You are given an array $ [a_1, a_2, \ldots a_n] $ consisting of integers between $ 0 $ and $ 10^9 $ . You have to split this array into several segments (possibly one) in such a way that each element belongs to exactly one segment. Let the first segment be the array $ [a_{l_1}, a_{l_1 + 1}, \ldots, a_{r_1}] $ , the second segment be $ [a_{l_2}, a_{l_2+ 1}, \ldots, a_{r_2}] $ , ..., the last segment be $ [a_{l_k}, a_{l_k+ 1}, \ldots, a_{r_k}] $ . Since every element should belong to exactly one array, $ l_1 = 1 $ , $ r_k = n $ , and $ r_i + 1 = l_{i+1} $ for each $ i $ from $ 1 $ to $ k-1 $ . The split should meet the following condition: $ f([a_{l_1}, a_{l_1 + 1}, \ldots, a_{r_1}]) \le f([a_{l_2}, a_{l_2+ 1}, \ldots, a_{r_2}]) \le \dots \le f([a_{l_k}, a_{l_k+1}, \ldots, a_{r_k}]) $ , where $ f(a) $ is the bitwise OR of all elements of the array $ a $ . Calculate the number of ways to split the array, and print it modulo $ 998\,244\,353 $ . Two ways are considered different if the sequences $ [l_1, r_1, l_2, r_2, \ldots, l_k, r_k] $ denoting the splits are different.

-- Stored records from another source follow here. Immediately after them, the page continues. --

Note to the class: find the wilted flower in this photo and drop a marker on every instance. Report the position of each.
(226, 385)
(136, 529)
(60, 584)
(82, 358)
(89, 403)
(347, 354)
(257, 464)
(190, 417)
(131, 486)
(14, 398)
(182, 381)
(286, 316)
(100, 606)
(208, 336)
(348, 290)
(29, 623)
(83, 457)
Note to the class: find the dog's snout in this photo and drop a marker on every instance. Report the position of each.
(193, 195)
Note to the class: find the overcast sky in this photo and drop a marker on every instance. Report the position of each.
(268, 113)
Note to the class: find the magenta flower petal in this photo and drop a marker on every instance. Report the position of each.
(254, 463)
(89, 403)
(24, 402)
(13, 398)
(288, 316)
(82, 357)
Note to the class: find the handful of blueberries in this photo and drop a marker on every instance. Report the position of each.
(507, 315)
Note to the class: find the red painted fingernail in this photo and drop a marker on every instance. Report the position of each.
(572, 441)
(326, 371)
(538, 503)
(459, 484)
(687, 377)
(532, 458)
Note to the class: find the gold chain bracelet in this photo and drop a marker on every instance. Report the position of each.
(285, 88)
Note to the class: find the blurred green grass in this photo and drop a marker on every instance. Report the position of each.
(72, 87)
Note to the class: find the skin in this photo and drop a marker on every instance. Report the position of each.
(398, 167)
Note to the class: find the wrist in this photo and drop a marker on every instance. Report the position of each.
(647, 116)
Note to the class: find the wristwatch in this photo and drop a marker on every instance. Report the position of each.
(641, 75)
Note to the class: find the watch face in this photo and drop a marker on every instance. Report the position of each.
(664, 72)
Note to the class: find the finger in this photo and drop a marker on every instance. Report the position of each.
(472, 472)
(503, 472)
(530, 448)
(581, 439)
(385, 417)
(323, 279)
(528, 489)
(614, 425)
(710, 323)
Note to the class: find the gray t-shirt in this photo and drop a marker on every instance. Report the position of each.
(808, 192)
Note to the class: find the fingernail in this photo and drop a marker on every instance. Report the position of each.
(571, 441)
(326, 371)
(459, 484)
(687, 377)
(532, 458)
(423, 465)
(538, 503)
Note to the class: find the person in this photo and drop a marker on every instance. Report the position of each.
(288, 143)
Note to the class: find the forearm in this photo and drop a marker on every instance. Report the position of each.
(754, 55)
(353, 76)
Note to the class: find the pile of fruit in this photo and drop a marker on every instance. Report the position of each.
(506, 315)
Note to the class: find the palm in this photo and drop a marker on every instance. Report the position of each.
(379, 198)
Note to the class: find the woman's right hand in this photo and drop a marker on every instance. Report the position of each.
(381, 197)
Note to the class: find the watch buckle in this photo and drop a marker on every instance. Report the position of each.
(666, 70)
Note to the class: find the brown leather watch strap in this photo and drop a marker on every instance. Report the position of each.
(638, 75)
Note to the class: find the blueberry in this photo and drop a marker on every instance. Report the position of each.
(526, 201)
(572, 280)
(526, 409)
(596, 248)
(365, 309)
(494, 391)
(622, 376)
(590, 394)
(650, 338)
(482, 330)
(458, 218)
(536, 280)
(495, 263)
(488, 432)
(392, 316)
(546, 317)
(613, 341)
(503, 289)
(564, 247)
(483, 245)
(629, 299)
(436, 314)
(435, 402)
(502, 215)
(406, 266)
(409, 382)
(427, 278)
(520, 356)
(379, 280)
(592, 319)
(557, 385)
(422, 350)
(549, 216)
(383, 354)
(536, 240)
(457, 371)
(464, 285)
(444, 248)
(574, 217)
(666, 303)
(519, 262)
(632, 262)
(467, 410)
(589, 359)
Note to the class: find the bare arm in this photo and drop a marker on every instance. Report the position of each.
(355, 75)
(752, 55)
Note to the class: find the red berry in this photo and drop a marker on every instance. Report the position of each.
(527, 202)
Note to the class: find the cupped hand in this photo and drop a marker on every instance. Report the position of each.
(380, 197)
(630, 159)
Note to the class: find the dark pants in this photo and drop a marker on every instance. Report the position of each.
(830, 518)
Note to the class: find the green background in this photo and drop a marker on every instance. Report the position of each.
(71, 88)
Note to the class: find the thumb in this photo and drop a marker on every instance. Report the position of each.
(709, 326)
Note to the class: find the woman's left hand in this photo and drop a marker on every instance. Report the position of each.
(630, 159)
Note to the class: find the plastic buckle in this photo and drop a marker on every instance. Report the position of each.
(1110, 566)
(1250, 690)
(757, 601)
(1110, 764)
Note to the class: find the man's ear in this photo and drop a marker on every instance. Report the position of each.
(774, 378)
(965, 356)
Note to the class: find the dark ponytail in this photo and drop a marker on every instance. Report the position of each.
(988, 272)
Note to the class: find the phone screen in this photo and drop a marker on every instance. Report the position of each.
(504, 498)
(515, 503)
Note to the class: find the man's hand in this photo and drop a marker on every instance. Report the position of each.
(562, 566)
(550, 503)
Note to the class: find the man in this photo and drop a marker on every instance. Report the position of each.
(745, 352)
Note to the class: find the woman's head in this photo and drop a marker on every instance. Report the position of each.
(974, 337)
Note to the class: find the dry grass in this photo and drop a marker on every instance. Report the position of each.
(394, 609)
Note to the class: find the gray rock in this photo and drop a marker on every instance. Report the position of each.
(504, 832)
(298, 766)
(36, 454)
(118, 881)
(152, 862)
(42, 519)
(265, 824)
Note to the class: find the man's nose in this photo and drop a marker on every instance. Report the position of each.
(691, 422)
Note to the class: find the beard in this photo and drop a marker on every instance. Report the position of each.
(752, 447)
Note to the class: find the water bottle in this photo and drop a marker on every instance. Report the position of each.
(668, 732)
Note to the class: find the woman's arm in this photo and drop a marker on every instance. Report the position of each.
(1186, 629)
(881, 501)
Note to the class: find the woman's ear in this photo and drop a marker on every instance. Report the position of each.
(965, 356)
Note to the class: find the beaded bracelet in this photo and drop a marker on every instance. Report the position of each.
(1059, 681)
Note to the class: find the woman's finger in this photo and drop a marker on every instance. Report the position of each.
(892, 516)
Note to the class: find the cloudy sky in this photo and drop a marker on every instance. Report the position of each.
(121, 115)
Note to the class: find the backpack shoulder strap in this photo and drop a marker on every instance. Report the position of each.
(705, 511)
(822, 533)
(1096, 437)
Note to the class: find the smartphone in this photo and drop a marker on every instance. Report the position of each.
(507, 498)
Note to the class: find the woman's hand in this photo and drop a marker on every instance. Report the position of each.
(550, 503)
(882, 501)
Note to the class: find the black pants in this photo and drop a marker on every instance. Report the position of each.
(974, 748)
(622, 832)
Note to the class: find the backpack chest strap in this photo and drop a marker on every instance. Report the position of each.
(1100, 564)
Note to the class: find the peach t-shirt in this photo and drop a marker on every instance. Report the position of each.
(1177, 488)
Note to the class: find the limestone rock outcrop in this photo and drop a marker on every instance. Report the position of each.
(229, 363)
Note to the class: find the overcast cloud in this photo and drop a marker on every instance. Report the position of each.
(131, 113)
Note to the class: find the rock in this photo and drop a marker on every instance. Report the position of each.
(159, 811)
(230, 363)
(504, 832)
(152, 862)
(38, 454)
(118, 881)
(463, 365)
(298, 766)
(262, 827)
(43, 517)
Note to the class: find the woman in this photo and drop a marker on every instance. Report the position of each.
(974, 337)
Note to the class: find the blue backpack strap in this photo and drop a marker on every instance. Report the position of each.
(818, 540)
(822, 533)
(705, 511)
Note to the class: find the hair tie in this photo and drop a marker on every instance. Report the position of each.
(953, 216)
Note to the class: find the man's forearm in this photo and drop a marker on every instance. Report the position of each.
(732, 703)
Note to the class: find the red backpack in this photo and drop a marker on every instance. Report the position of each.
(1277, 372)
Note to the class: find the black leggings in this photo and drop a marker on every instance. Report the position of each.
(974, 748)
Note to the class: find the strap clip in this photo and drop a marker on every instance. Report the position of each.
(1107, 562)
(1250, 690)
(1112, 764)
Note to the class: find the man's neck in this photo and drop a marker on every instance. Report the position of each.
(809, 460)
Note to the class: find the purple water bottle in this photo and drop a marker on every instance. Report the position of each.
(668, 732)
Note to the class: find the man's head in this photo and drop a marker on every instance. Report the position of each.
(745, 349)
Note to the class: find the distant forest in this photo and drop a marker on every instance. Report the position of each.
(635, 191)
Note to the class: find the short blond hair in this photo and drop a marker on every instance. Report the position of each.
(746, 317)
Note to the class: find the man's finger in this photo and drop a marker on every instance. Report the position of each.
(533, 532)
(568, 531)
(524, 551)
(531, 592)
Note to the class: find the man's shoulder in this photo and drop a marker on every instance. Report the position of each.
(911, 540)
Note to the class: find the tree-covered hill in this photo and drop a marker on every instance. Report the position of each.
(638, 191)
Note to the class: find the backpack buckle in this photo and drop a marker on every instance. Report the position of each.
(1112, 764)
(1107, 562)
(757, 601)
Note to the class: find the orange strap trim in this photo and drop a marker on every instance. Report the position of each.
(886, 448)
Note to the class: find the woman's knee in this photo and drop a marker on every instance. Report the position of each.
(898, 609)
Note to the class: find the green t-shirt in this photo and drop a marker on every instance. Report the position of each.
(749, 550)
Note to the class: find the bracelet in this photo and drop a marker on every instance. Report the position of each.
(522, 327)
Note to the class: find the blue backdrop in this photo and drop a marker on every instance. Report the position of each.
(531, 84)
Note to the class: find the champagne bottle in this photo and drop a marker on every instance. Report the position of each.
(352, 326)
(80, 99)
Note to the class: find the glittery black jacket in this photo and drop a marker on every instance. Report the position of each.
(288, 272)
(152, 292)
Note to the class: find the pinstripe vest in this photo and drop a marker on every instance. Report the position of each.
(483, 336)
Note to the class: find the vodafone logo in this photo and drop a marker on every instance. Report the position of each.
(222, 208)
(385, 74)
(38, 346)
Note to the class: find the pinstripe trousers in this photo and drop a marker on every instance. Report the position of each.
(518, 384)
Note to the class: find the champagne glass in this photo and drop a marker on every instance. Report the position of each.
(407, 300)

The first line contains an integer $ n $ ( $ 1 \le n \le 2 \cdot 10^5 $ ) — the length of the array $ a $ . The second line contains $ n $ integers $ a_1, a_2, \ldots, a_n $ ( $ 0 \le a_i \le 10 ^9 $ ) — the elements of the given array.

Print one integer — the number of ways to split the array, taken modulo $ 998\,244\,353 $ .

In the first two examples, every way to split the array is valid. In the third example, there are three valid ways to split the array: - $ k = 3 $ ; $ l_1 = 1, r_1 = 1, l_2 = 2, r_2 = 2, l_3 = 3, r_3 = 3 $ ; the resulting arrays are $ [3] $ , $ [4] $ , $ [6] $ , and $ 3 \le 4 \le 6 $ ; - $ k = 2 $ ; $ l_1 = 1, r_1 = 1, l_2 = 2, r_2 = 3 $ ; the resulting arrays are $ [3] $ and $ [4, 6] $ , and $ 3 \le 6 $ ; - $ k = 1 $ ; $ l_1 = 1, r_1 = 3 $ ; there will be only one array: $ [3, 4, 6] $ . If you split the array into two arrays $ [3, 4] $ and $ [6] $ , the bitwise OR of the first array is $ 7 $ , and the bitwise OR of the second array is $ 6 $ ; $ 7 > 6 $ , so this way to split the array is invalid.